Swire Pacific posted a 90.5 per cent increase in underlying profit to HK$16.14 billion last year, driven by record earnings at Cathay Pacific Airways and gains from asset sales.
With the strong earnings, the conglomerate, which is engaged in the property, aviation and beverage businesses, raised the final dividend by 13.63 per cent to HK$2.50, bringing the full-year payout to HK$3.50, up from HK$2.80 in 2009.
Underlying earnings, which included HK$5.07 billion profit contribution from its 42.97 per cent-held Cathay, grew 278.35 per cent from HK$1.34 billion in 2009. Cathay announced a record HK$14 billion profit on Wednesday, making it probably the world's most profitable airline.
Underlying profit in Swire's property contribution rose 23 per cent to HK$4.86 billion while gross rental income from its office portfolio grew 3 per cent for the year to December.
The profit was bolstered by one-time gains from asset sales, including HK$918 million from the sale of two investment properties in Hong Kong, HK$825 million from sale of a stake in Hong Kong Air Cargo Terminals, and a HK$771 million gain from the sale of a stake in Crown Beverage Cans.
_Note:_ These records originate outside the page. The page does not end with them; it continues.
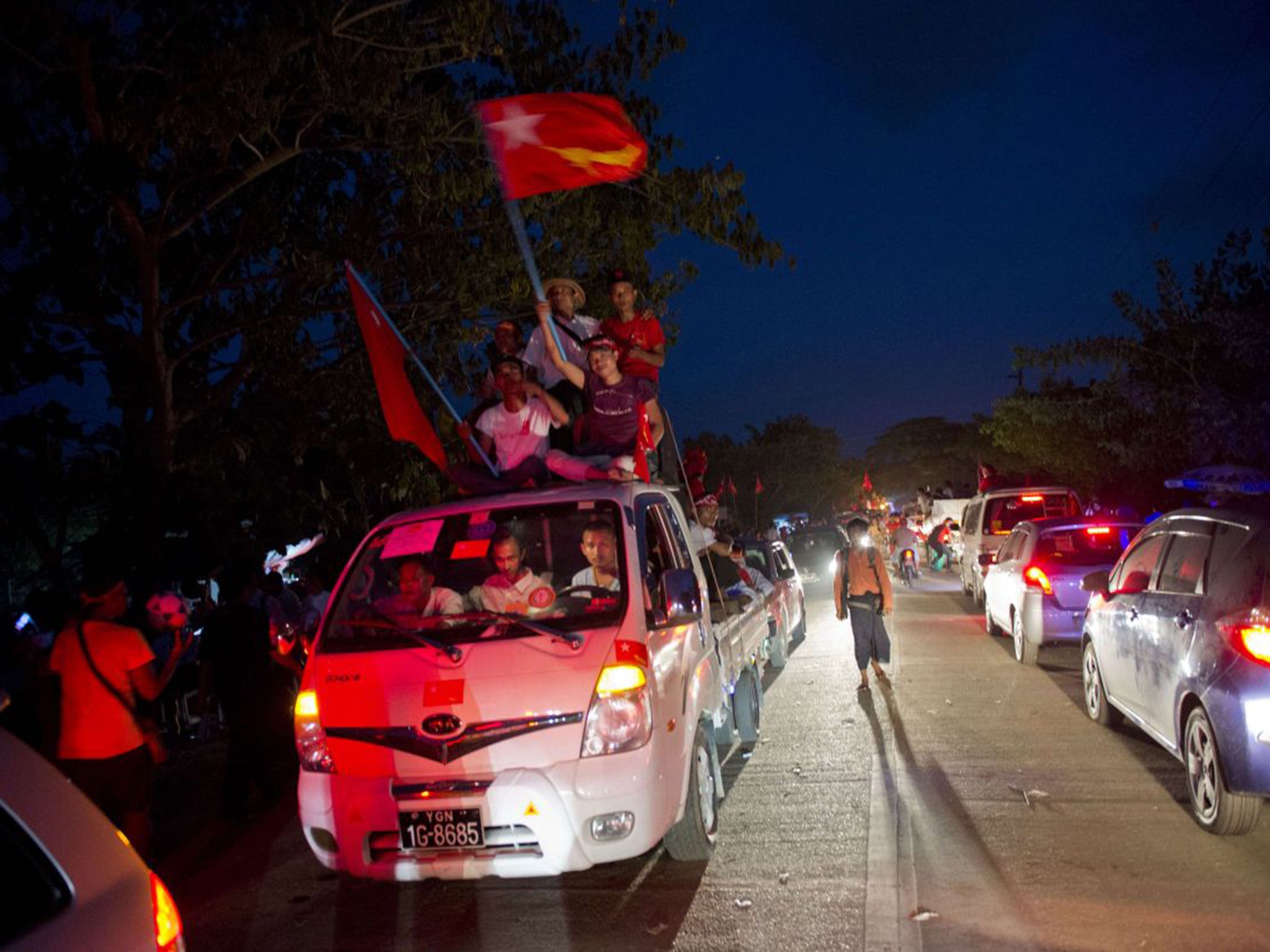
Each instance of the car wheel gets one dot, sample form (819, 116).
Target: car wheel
(988, 625)
(1214, 808)
(778, 649)
(747, 706)
(1095, 696)
(693, 838)
(1025, 651)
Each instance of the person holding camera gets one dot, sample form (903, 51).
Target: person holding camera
(861, 589)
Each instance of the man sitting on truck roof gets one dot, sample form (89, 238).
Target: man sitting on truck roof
(513, 588)
(417, 594)
(613, 423)
(516, 431)
(600, 546)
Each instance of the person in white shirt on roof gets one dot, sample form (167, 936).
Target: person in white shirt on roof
(515, 431)
(600, 546)
(564, 298)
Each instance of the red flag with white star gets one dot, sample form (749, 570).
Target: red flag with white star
(557, 141)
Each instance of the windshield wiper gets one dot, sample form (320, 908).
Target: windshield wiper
(571, 638)
(450, 651)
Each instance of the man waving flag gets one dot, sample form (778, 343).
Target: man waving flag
(557, 141)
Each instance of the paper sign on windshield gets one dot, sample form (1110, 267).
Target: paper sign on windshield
(413, 539)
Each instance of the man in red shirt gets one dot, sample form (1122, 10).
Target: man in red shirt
(638, 334)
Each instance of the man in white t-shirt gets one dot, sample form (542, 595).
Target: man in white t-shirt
(512, 588)
(417, 596)
(600, 546)
(515, 432)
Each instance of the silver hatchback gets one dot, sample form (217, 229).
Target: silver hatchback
(1178, 640)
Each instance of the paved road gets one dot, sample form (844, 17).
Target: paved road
(854, 813)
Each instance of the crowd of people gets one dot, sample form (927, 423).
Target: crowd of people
(104, 684)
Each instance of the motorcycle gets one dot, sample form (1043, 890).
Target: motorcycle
(908, 566)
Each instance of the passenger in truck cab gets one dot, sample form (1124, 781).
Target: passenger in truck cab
(513, 587)
(600, 546)
(418, 596)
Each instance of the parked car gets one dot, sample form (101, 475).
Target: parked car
(814, 550)
(74, 881)
(992, 516)
(786, 603)
(575, 723)
(1033, 586)
(1178, 640)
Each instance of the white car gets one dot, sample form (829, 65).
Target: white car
(545, 725)
(1033, 583)
(71, 880)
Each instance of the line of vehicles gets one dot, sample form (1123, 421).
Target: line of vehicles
(1173, 620)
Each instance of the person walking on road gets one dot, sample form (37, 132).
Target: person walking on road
(106, 668)
(861, 589)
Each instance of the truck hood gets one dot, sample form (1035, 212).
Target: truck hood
(412, 712)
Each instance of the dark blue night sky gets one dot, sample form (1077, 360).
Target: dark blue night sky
(953, 179)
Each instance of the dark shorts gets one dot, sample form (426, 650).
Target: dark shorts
(870, 637)
(118, 785)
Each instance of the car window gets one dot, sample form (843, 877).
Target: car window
(1011, 547)
(1140, 563)
(1183, 571)
(37, 891)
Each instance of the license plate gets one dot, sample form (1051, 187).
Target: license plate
(442, 829)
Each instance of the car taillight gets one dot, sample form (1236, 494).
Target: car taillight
(620, 716)
(168, 930)
(310, 738)
(1249, 635)
(1037, 578)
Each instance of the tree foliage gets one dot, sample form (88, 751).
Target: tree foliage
(801, 466)
(1185, 386)
(182, 182)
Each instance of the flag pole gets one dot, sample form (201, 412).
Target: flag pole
(409, 350)
(522, 242)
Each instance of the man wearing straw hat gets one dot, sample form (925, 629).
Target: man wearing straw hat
(564, 296)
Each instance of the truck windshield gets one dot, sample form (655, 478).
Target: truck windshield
(468, 576)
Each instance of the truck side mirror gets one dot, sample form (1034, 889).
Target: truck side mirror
(678, 598)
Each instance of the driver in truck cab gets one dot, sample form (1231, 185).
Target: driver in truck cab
(600, 546)
(418, 596)
(513, 587)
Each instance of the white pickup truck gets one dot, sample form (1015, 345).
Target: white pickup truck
(492, 694)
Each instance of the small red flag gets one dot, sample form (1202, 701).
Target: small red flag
(643, 446)
(406, 418)
(556, 141)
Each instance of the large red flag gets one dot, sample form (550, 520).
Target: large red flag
(402, 410)
(556, 141)
(643, 446)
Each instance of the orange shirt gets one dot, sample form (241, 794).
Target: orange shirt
(94, 724)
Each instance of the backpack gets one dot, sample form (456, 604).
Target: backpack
(845, 570)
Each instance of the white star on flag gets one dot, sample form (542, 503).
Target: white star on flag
(516, 127)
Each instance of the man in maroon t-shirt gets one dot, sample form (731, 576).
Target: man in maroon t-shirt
(609, 442)
(638, 334)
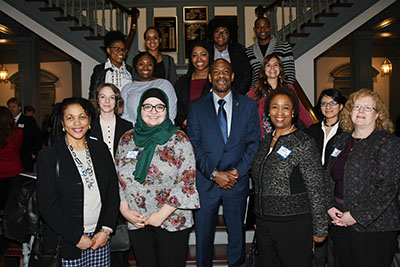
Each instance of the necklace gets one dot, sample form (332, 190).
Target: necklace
(273, 134)
(330, 125)
(85, 172)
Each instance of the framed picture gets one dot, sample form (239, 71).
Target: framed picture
(195, 14)
(192, 33)
(167, 25)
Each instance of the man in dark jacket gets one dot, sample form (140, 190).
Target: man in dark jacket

Net profit, including revaluation gains on investment properties, rose 74.7 per cent to HK$38.25 billion on turnover of HK$29.2 billion, up 17.2 per cent from 2009.
Chairman Christopher Pratt (pictured) said the group had no immediate plan to revise the proposed spin-off of its property arm, Swire Properties. 'But it is on the agenda and we will review it from time to time,' he said.